Le but de la taxonomie, c’est d’orienter l’épargne des particuliers vers ce qui va nous permettre de réussir la transition vers une économie décarbonée. «Avec la taxonomie, va-t-il y avoir beaucoup de capitaux privés qui vont s’orienter vers le financement du nucléaire? Je ne suis pas persuadé. Le financement du nucléaire en Europe passera par des fonds publics et semi-publics et pas par des investisseurs institutionnels classiques», analyse Bruno Allain qui reconnait que le nucléaire est indispensable pour arriver à une économie décarbonate en 2050. Pour lui, l’avenir de la filière passe par le développement de petits réacteurs modulaires (les SMR pour Small Modular Reactors). Mais à l’horizon 2035. Et pour ce qui est du financement des infrastructures gazières, malgré la taxonomie, beaucoup d’investisseurs institutionnels se retirent de ce secteur.

Pour les investisseurs, ce sont les cartes de l’éolien et du solaire qu’il faut jouer. «Des secteurs où l’on sait que l’on va vraiment avoir un impact immédiat en termes de demande et de perspectives de développement.» Si à court terme les facteurs de risques sont nombreux – le manque de composants électroniques, la désorganisation de la chaîne logistique, hausse des coûts des matières premières et volatilité des coûts de l’énergie –, les perspectives à long terme, notamment eu Europe, se sont améliorées. «Le thème de la transition énergétique est le seul à offrir autant de visibilité sur les 30 prochaines années.»

Des risques bien identifiés

Tous les facteurs de risques cités existaient en 2021. «Et si la guerre en Ukraine et les confinements en Chine les ont rendus plus importants, nous pensons que les sociétés qui ont été très performantes l’an passé – c’est-à-dire celles qui maitrisent leur approvisionnement et disposent du et peuvent donc répercuter toute hausse du prix des matières premières à leurs clients – le seront encore en 2022 parce que les défis sont les mêmes.»

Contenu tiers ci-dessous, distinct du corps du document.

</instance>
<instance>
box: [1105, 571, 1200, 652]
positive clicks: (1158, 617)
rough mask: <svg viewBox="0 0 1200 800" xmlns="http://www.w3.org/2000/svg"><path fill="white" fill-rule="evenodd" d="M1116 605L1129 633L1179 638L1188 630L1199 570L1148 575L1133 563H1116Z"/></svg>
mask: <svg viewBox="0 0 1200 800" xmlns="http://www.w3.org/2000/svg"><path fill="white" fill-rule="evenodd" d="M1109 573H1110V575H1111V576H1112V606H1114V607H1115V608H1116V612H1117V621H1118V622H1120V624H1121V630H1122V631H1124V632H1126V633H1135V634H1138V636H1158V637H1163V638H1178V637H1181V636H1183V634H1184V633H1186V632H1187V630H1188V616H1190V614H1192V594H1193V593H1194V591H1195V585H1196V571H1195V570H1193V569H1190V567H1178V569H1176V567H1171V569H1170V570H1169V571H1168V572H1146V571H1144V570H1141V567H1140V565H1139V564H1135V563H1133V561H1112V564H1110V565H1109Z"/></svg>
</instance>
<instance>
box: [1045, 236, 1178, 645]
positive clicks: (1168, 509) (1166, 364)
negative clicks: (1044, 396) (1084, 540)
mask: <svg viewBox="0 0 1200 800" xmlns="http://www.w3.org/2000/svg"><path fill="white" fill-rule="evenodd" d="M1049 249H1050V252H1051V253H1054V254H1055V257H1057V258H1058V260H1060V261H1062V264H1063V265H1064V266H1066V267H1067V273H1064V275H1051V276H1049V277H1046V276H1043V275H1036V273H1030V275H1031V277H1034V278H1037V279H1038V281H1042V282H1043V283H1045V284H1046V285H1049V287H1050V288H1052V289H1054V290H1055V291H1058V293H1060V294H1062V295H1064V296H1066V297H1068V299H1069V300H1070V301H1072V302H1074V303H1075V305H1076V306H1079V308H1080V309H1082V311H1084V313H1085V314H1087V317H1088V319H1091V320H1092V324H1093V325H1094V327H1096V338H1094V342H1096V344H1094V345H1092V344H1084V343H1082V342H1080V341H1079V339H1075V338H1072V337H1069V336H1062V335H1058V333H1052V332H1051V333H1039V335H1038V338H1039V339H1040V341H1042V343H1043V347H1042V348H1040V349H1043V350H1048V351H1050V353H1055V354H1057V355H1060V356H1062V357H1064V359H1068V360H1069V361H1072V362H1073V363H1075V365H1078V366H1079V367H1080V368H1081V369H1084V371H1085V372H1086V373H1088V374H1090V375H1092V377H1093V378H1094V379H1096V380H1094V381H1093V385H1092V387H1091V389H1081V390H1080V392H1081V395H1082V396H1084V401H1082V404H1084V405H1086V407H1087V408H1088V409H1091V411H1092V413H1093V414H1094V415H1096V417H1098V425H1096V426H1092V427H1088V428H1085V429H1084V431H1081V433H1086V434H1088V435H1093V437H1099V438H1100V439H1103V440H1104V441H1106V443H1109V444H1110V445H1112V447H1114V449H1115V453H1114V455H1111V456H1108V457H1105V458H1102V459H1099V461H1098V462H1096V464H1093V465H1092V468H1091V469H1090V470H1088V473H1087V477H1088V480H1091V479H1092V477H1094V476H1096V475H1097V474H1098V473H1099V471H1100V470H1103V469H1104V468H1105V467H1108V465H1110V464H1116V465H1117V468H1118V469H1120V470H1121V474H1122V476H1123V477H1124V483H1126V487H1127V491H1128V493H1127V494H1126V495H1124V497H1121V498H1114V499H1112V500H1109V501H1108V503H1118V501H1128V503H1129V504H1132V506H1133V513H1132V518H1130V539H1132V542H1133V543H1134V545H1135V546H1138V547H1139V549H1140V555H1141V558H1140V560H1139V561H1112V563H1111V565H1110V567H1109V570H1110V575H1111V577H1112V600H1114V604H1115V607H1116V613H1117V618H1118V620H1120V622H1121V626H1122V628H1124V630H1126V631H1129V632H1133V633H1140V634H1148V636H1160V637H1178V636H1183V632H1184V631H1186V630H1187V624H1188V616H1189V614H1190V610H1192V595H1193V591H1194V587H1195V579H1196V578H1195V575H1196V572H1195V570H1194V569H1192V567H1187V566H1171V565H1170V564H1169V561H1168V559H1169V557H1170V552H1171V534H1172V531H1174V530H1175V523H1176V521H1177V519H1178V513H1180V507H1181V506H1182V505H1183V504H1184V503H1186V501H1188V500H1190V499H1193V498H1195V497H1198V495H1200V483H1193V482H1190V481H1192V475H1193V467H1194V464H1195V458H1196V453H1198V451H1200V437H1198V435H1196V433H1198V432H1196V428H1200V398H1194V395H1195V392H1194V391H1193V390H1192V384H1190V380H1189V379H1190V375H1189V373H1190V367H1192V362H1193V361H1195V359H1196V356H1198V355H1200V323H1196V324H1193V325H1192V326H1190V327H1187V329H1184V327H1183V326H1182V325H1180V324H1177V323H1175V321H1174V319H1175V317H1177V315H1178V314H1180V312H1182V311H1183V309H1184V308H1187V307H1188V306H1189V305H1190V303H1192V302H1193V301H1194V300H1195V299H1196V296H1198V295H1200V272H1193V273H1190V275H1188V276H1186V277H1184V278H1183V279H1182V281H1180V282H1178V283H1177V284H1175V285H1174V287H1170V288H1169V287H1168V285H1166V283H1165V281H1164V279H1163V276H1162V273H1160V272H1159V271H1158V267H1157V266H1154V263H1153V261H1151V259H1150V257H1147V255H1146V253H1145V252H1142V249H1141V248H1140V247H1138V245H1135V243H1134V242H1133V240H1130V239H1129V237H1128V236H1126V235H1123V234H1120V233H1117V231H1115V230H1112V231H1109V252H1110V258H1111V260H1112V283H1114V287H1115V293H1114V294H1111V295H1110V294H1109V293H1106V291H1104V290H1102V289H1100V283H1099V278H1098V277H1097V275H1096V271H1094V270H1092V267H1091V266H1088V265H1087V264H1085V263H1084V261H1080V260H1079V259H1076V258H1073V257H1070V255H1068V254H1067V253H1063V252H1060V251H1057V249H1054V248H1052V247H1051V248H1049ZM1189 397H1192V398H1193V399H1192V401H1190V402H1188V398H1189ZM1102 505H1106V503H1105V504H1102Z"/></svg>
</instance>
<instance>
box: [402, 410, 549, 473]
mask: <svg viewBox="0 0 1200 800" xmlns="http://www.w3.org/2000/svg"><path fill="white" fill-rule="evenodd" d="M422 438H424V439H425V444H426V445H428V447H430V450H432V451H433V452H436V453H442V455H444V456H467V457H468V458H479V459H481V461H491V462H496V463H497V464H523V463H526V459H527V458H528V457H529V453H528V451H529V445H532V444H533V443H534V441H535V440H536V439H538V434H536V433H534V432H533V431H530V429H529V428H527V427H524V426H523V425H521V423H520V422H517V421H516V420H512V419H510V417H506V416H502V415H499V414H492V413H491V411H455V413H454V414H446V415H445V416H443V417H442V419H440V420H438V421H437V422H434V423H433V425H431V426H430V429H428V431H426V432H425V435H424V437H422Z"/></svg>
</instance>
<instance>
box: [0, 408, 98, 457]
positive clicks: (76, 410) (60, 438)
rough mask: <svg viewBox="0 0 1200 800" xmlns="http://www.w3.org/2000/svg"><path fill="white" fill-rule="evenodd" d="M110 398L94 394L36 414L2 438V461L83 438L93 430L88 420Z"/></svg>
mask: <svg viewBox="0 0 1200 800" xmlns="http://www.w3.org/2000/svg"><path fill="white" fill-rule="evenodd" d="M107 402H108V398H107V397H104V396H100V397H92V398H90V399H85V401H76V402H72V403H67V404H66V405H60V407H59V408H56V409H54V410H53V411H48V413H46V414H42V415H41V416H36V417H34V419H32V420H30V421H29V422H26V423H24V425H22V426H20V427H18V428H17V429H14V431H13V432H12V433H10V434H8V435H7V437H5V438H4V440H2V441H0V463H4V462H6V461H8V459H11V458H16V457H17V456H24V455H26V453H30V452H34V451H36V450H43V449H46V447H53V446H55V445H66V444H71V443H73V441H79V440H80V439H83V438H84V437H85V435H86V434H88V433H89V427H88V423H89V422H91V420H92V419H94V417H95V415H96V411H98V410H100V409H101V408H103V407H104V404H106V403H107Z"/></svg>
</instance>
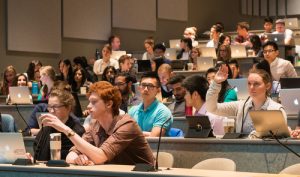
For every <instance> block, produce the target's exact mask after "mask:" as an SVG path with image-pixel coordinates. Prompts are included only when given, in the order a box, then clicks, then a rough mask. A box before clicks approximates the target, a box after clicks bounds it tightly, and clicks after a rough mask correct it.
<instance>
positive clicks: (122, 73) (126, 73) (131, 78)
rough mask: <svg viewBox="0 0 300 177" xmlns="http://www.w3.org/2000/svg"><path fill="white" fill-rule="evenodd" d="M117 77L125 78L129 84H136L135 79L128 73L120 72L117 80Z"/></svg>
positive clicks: (119, 72)
mask: <svg viewBox="0 0 300 177" xmlns="http://www.w3.org/2000/svg"><path fill="white" fill-rule="evenodd" d="M117 77H125V82H126V83H128V82H132V83H133V82H134V79H133V77H132V76H131V75H130V74H129V73H128V72H119V73H118V74H117V75H116V76H115V79H116V78H117Z"/></svg>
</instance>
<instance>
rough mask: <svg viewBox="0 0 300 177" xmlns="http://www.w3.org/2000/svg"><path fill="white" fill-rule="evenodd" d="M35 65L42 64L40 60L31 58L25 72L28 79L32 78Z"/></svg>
mask: <svg viewBox="0 0 300 177" xmlns="http://www.w3.org/2000/svg"><path fill="white" fill-rule="evenodd" d="M36 65H40V66H43V65H42V63H41V61H39V60H32V61H31V62H30V63H29V65H28V68H27V71H26V73H27V76H28V80H30V81H33V80H34V73H35V66H36Z"/></svg>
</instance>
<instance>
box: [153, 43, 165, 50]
mask: <svg viewBox="0 0 300 177" xmlns="http://www.w3.org/2000/svg"><path fill="white" fill-rule="evenodd" d="M156 49H160V50H162V51H164V52H165V51H166V47H165V46H164V45H163V44H162V43H159V44H155V46H154V48H153V50H156Z"/></svg>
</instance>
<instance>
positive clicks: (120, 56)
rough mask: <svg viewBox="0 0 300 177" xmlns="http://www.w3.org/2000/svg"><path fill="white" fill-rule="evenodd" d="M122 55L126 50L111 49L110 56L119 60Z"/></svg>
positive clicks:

Le portefeuille du fonds QCFL – Accessible Clean Energy est d’ailleurs resté stable par rapport à 2021 explique Bruno Allain. «Dans le détail, nous sommes sortis de l’éolien où les fabricants de turbines n’ont pas démontré leur capacité à répercuter les hausses de leurs coûts à leurs clients au profit du secteur de l’efficacité énergétique. Un secteur qui bénéficie des subventions et des politiques d’incitations étatiques, et qui permet pour les clients des retours sur investissement très rapide grâce à des économies immédiates. Et entre 30% et 40% de notre portefeuille sont investis dans la production d’énergie renouvelable et des entreprises qui se retournent au cœur de la réflexion sur le modèle énergétique que l’on veut construire.»